### 1. Imports

In [1]:
# Import the pandas library - conventionally imported as "pd"
import pandas as pd
import requests

### 2. Load Data

[Kaggle](https://www.kaggle.com/) is an amazing platform for data-science created by Google.

On Kaggle there are hundreds of available datasets. For these tutorials I'll be using [The Ames Housing](https://www.kaggle.com/c/house-prices-advanced-regression-techniques/data) dataset which can be downloaded from [Kaggle](https://www.kaggle.com/) after creating an account. It can also be downloaded from [amstat.org](https://www.amstat.org/) using the link below.

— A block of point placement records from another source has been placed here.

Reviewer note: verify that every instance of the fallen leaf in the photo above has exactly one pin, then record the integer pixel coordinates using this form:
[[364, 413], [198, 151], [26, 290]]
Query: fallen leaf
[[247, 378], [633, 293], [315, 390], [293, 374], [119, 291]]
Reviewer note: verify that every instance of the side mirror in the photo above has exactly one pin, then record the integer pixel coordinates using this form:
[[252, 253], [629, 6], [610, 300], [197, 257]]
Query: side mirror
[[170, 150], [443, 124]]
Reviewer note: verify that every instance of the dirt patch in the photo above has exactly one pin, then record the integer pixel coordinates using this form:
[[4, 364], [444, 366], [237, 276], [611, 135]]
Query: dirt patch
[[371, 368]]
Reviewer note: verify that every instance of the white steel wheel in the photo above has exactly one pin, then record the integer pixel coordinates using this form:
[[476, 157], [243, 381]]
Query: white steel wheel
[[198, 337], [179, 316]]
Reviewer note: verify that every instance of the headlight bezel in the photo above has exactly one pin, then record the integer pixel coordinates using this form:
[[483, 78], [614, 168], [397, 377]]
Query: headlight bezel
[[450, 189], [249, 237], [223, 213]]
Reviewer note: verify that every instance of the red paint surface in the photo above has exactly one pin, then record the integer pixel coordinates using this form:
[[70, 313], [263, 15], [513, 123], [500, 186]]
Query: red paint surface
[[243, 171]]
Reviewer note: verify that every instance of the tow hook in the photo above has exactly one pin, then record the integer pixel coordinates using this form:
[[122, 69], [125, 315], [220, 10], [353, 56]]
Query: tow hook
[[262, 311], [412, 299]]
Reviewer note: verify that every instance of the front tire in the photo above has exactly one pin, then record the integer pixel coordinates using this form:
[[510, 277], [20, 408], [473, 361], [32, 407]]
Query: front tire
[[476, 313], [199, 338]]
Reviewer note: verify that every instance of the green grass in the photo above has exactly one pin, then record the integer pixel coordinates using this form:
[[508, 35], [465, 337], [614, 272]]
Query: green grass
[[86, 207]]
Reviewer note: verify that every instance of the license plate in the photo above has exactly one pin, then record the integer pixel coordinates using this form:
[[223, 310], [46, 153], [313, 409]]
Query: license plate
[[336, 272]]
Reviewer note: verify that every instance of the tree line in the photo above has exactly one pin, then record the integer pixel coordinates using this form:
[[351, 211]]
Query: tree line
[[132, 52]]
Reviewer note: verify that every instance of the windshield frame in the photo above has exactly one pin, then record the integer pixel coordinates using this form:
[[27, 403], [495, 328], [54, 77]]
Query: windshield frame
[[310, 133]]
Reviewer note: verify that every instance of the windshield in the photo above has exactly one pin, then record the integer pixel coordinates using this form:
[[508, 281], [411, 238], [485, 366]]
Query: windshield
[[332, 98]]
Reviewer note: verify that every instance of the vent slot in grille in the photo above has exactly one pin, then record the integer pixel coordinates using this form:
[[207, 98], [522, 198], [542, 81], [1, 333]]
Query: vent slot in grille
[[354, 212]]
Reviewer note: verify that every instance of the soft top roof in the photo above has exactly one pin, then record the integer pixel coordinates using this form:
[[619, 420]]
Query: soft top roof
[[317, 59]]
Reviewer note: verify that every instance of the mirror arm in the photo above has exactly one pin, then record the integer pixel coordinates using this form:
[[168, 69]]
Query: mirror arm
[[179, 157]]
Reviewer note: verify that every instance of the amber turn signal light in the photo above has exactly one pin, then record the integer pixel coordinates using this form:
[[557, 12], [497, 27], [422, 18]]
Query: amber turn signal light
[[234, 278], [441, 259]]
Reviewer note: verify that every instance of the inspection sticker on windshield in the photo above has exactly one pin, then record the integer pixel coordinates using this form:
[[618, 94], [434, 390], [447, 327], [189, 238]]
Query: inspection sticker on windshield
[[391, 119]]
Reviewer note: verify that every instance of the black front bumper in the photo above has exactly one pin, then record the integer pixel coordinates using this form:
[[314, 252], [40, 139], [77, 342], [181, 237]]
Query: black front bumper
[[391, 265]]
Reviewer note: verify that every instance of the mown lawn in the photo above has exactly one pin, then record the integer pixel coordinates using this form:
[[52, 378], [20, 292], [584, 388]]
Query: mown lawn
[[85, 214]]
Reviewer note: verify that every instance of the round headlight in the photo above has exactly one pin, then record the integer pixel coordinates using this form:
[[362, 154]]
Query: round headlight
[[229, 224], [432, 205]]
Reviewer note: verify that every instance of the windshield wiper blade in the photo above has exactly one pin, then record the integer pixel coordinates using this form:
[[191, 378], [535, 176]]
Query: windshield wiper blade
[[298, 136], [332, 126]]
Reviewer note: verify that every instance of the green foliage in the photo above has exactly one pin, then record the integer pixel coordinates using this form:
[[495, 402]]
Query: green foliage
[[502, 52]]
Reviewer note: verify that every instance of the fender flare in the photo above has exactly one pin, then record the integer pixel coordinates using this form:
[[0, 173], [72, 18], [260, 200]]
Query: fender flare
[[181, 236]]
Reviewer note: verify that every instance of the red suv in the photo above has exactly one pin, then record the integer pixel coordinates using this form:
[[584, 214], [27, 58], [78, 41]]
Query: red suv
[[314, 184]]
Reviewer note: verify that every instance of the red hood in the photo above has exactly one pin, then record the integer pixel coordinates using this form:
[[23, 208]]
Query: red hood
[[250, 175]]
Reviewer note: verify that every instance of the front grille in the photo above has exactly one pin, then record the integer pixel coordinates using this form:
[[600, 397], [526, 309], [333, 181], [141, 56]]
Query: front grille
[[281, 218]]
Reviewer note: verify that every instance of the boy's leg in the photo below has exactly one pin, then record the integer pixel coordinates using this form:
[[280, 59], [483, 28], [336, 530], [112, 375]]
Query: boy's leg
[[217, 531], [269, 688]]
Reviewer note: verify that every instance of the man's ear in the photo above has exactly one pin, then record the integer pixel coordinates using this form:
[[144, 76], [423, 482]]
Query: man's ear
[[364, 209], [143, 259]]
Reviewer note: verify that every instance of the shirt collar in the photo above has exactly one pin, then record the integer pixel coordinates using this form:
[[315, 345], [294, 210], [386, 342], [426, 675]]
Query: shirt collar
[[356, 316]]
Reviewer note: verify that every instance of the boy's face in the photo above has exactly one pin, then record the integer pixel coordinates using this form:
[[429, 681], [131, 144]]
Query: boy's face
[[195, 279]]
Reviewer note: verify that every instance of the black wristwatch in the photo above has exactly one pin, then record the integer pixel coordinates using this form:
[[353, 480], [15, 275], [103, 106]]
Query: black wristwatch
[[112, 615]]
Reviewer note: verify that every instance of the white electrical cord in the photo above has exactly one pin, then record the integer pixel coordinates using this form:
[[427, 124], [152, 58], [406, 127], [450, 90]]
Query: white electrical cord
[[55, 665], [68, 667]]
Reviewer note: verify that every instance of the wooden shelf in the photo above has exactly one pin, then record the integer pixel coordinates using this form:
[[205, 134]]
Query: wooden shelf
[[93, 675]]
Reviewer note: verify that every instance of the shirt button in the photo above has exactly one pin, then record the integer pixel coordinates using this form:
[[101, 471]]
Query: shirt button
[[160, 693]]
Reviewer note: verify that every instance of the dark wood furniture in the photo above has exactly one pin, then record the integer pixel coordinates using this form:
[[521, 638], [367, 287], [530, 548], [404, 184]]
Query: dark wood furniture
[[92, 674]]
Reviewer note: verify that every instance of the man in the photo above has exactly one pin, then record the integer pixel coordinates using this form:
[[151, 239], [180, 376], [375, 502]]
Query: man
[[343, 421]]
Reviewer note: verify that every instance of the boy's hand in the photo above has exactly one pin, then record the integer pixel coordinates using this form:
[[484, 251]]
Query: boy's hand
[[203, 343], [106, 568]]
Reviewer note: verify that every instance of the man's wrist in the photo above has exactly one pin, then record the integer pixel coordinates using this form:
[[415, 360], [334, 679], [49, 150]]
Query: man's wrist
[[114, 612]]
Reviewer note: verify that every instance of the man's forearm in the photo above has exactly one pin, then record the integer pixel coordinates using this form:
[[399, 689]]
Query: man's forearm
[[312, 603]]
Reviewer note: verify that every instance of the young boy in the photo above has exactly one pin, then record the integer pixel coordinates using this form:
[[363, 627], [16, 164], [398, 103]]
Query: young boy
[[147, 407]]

This dataset was compiled by Dean De Cock for use in data science education. It's an incredible alternative for data scientists looking for a modernized and expanded version of the often cited Boston Housing dataset. 

* We use the dataframe constructor to read data from .xls files _(the "old" Excel format)_.

* We drop the Order index column and PID column, because Pandas autogenerates an integer-index, and we won't be needing PID.

* The `df.head()` function prints the first five lines of any dataframe and Jupyter renders in nicely in html.

* We also drop all spaces in the column names. This could cause some issues later an will generally just be helpful.

In [2]:
df = pd.read_excel('http://jse.amstat.org/v19n3/decock/AmesHousing.xls')

df = df.drop(columns=['PID', 'Order'])

# We don't want special characters in column headers
df.columns = [x.replace(' ', '') for x in df.columns]

df.head()

Unnamed: 0,MSSubClass,MSZoning,LotFrontage,LotArea,Street,Alley,LotShape,LandContour,Utilities,LotConfig,...,PoolArea,PoolQC,Fence,MiscFeature,MiscVal,MoSold,YrSold,SaleType,SaleCondition,SalePrice
0,20,RL,141.0,31770,Pave,,IR1,Lvl,AllPub,Corner,...,0,,,,0,5,2010,WD,Normal,215000
1,20,RH,80.0,11622,Pave,,Reg,Lvl,AllPub,Inside,...,0,,MnPrv,,0,6,2010,WD,Normal,105000
2,20,RL,81.0,14267,Pave,,IR1,Lvl,AllPub,Corner,...,0,,,Gar2,12500,6,2010,WD,Normal,172000
3,20,RL,93.0,11160,Pave,,Reg,Lvl,AllPub,Corner,...,0,,,,0,4,2010,WD,Normal,244000
4,60,RL,74.0,13830,Pave,,IR1,Lvl,AllPub,Inside,...,0,,MnPrv,,0,3,2010,WD,Normal,189900


### 3. Examine Data

On the amstat website there's a _DataDocumentation.txt_ file which contains information about each feature/column in the dataset. We'll probably use this a few times. 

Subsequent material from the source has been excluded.